Menghadirkan Senandika
Belakangan perkembangan dunia kesejarahan di Indonesia cukup menggembirakan. Jumlah sejarawan profesional semakin meningkat. Sementara itu di sisi lain kemunculan para sejarawan non akademis juga menyemarakkan kajian sejarah di Indonesia. Kita menyaksikan merebaknya ketertarikan kepada kajian sejarah di berbagai tempat. Sejarah dewasa ini telah mendapat tempat atau setidaknya saluran khusus di ruang publik. Muncul penerbitan baik berupa cetak seperti buku dan majalah maupun di dunia maya yang mengkhususkan diri untuk menjadi penyambung lidah para pemerhati sejarah kepada masyarakat umum. Penerbitan tersebut kebanyakan dikelola oleh mereka yang pernah mendapat pendidikan formal di bidang sejarah.

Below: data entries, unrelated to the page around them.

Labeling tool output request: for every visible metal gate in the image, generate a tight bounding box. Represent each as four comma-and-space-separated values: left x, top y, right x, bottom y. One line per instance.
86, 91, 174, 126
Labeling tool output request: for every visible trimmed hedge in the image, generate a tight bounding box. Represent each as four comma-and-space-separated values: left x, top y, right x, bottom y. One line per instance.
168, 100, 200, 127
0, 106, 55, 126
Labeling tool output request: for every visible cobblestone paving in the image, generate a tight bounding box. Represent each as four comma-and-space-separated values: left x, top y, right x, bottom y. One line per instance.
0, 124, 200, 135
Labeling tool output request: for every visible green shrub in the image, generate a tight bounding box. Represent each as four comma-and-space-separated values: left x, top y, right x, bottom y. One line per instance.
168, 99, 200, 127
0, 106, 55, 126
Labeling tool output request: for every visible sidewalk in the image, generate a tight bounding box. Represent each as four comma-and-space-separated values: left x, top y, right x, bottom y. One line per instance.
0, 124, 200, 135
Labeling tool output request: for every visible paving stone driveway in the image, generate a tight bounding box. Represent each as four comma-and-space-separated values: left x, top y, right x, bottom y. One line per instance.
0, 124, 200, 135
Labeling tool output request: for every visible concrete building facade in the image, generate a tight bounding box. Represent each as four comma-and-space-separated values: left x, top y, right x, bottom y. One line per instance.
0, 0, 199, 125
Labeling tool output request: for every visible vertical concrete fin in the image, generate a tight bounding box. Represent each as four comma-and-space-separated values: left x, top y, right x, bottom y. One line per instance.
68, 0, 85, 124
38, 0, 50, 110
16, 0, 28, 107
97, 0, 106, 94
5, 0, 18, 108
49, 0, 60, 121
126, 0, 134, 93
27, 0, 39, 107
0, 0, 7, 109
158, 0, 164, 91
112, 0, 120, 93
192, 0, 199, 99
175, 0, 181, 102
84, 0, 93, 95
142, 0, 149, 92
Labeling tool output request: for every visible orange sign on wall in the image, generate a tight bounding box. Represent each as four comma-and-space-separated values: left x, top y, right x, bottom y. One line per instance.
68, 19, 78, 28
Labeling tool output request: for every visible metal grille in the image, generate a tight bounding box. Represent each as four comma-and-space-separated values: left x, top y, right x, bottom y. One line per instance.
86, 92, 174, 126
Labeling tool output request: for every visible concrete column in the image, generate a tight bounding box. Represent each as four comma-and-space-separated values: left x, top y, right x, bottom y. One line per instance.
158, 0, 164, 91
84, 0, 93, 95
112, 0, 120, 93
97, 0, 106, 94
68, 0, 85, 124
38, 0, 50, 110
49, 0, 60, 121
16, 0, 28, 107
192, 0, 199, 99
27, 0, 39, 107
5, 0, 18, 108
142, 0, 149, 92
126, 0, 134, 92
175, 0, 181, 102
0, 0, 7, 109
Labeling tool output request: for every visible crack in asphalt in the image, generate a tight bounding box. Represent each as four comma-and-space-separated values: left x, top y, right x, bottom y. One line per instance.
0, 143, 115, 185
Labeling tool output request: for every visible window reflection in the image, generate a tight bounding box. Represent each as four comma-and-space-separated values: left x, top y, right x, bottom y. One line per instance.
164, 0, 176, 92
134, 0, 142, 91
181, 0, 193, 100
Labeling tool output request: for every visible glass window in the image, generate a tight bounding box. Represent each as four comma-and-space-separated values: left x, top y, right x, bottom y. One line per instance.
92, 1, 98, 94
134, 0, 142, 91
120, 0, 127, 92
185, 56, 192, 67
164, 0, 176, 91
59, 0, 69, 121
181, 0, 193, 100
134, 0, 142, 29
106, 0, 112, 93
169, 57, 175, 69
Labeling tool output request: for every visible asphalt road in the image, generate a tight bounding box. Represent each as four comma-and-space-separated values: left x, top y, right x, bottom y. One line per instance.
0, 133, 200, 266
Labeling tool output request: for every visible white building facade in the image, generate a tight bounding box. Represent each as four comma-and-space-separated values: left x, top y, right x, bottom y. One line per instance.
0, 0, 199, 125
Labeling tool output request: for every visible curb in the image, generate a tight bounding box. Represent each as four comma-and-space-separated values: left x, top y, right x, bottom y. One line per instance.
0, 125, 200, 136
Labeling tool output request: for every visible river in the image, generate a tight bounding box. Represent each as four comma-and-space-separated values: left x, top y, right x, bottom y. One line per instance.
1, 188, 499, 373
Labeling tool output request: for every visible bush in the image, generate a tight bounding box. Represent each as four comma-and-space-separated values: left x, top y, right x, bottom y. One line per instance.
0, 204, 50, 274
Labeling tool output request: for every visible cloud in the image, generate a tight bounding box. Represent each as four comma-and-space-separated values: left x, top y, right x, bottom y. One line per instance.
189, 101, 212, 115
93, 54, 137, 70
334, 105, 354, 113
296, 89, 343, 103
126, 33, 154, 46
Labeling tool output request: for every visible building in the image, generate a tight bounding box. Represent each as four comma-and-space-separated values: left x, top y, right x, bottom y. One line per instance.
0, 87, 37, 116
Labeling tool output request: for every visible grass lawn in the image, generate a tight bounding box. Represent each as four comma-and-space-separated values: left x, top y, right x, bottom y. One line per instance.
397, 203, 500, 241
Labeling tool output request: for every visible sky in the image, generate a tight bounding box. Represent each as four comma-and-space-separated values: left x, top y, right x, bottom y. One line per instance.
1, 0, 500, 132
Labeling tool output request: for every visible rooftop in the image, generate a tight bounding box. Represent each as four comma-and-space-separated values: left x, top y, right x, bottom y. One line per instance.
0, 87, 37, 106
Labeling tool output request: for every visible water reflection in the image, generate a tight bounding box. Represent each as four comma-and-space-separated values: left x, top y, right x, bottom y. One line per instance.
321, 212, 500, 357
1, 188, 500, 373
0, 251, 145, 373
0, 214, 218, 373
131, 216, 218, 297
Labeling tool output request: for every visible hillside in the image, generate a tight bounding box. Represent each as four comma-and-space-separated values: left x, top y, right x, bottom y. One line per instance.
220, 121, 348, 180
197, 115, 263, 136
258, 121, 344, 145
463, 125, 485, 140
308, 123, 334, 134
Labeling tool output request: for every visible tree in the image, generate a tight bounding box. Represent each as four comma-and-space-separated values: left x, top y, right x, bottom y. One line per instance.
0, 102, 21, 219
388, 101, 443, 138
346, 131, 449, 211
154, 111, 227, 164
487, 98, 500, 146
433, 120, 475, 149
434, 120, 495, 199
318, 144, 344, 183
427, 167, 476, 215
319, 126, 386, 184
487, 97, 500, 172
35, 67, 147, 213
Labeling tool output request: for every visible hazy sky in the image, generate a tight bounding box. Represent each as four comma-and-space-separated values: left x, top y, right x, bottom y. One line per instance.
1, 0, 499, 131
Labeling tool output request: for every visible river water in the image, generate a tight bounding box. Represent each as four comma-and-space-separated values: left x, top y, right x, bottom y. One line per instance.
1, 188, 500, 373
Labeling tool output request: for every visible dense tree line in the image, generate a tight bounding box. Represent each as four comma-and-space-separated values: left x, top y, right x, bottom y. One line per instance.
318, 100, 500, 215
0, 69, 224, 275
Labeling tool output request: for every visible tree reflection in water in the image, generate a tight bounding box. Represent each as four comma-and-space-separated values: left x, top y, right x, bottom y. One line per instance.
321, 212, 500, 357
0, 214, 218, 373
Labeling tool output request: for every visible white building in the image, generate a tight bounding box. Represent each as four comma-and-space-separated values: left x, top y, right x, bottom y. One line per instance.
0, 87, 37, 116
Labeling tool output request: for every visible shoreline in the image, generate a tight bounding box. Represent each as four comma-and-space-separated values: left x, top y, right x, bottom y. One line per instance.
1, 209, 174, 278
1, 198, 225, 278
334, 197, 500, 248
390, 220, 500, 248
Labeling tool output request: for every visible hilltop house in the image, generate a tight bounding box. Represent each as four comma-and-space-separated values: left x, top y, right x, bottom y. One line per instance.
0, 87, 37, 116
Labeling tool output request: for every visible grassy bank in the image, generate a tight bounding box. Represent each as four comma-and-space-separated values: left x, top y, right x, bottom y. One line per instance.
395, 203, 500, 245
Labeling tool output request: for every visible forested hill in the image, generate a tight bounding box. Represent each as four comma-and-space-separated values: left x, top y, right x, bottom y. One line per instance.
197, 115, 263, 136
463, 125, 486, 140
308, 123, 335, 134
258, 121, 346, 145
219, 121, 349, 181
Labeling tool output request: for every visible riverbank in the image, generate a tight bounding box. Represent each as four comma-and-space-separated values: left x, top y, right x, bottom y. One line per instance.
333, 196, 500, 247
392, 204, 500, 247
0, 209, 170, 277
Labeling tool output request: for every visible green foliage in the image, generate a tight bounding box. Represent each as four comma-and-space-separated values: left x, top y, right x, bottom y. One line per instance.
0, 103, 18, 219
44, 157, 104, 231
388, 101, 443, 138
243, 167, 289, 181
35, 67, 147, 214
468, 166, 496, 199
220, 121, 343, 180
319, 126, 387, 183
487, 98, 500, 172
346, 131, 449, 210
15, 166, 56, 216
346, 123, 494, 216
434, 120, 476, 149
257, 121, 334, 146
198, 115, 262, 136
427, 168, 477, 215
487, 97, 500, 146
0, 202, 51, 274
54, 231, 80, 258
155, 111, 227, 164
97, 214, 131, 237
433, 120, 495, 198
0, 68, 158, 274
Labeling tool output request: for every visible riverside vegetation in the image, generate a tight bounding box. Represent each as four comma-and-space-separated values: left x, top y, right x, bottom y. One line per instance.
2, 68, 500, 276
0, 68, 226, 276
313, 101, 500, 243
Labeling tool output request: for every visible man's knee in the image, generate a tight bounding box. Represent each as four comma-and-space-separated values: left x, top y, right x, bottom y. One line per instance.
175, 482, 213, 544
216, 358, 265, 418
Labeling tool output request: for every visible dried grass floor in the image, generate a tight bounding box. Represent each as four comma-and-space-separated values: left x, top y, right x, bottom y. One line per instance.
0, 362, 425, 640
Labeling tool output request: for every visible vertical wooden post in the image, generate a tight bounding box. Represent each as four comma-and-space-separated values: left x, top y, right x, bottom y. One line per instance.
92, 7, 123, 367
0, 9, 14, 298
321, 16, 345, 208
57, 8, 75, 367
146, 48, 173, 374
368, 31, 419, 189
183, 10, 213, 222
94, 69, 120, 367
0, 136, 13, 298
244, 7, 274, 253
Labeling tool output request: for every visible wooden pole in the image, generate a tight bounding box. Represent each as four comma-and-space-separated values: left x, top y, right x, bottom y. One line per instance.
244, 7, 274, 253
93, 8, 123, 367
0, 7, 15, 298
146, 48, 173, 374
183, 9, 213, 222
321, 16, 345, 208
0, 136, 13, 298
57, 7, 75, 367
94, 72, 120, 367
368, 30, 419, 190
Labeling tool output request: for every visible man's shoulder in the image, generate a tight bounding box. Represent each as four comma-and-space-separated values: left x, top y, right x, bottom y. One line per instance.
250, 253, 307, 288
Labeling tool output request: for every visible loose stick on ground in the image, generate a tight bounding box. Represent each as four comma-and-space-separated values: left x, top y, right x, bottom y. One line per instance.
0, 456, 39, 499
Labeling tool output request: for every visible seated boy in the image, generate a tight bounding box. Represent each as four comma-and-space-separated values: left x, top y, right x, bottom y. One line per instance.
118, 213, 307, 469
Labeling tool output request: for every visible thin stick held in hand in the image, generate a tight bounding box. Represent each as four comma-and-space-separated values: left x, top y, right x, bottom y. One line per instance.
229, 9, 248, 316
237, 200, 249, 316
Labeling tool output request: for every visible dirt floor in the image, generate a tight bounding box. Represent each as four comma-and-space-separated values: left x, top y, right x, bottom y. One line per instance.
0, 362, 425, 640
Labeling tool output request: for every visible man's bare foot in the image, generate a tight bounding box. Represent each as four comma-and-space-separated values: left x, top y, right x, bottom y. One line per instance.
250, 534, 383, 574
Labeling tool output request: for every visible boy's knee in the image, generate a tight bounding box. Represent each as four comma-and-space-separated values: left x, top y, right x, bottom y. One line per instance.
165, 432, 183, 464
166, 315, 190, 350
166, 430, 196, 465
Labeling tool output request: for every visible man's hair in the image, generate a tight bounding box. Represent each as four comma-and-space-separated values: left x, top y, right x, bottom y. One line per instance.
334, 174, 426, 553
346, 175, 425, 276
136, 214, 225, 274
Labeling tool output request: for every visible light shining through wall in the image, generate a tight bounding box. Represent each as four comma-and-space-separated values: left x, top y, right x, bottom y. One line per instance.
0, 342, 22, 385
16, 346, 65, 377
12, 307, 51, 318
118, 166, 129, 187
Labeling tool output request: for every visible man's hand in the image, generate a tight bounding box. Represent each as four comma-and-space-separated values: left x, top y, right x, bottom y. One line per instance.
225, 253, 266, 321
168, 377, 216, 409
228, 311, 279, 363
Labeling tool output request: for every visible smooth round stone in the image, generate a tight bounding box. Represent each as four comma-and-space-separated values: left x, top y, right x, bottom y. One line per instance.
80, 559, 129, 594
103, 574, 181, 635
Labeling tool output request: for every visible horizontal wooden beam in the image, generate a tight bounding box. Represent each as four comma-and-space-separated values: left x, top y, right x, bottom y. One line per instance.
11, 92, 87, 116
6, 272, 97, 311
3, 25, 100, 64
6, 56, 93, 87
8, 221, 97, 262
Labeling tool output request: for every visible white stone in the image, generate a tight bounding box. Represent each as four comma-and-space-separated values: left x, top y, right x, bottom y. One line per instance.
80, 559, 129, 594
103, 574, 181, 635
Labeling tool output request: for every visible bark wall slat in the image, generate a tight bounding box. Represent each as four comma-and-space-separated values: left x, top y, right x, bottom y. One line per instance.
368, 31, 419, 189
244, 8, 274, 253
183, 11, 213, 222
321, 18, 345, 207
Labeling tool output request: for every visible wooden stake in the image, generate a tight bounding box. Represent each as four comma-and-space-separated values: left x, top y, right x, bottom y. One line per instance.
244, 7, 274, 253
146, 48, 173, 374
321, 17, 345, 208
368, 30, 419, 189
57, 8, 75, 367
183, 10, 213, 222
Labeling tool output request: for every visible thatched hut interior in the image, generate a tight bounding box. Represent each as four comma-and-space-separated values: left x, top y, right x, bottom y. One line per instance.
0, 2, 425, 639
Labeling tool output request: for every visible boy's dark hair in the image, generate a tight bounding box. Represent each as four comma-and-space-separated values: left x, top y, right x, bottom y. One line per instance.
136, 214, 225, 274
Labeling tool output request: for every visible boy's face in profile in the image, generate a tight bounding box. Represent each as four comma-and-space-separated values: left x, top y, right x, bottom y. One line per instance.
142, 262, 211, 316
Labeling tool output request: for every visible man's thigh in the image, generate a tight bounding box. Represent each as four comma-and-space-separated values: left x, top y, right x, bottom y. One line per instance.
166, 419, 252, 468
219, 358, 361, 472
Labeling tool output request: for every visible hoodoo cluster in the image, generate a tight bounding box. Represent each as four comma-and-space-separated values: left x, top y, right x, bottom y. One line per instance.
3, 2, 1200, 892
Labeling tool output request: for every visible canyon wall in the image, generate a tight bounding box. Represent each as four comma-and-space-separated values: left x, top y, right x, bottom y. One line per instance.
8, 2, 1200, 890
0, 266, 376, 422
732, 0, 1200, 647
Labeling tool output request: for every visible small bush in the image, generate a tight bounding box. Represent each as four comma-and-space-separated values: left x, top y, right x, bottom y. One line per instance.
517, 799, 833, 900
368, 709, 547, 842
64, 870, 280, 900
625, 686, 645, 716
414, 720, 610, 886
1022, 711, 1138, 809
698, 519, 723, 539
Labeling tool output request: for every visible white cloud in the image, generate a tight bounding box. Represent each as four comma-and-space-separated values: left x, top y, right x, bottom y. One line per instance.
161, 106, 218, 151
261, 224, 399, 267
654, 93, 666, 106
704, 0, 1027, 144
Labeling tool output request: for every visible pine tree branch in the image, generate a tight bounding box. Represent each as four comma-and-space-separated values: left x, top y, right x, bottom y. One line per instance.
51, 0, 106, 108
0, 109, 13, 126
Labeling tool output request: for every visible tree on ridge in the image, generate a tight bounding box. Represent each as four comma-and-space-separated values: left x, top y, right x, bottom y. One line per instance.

Artinya hari ini sejarah bukan lagi hal yang teramat sulit dijangkau, berat dan membosankan.
Apakah keadaan yang sekarang ini sudah mencukupi hingga kita tinggal duduk diam menikmati? Rasanya tidak. Masih ada banyak ruang kosong yang perlu diisi dan masih ada banyak benang merah yang perlu disambung. Sejarah di negeri ini masih lebih banyak nampak sebagai belantara yang penuh misteri. Ada rasa kekosongan terkait dengan dunia yang pernah turut membesarkan kami yaitu pendidikan sejarah. Pemahaman tersebut mendorong kami memberanikan diri membentuk sebuah komunitas yang juga akan menjadi wadah bagi perkembangan diskursus kesejarahan. Berawal dari sini lahirlah buletin “Senandika” yang terbit pertama kali pada 19 Maret 2017.
Kami menyadari bahwa dari semua wadah atau saluran yang ada dalam rangka mengembangkan diskursus kesejarahan di Indonesia sadar atau tidak pastilah mempunyai coraknya sendiri. Corak yang mungkin memang sengaja di bentuk atau muncul tanpa sadar terkait latarbelakang mereka yang bergiat di dalamnya. Begitupula kami dengan Senandika yang dalam batas kemampuan kami, berupaya secara sadar membangun coraknya sendiri. Semoga corak yang bukan semata-mata bersifat teknis terkait latar belakang kami sebagai lulusan jurusan Pendidikan Sejarah dari salah satu kampus negeri di Yogyakarta. Meski kami akan berangkat dari upaya menafsirkan kembali apa itu Pendidikan Sejarah.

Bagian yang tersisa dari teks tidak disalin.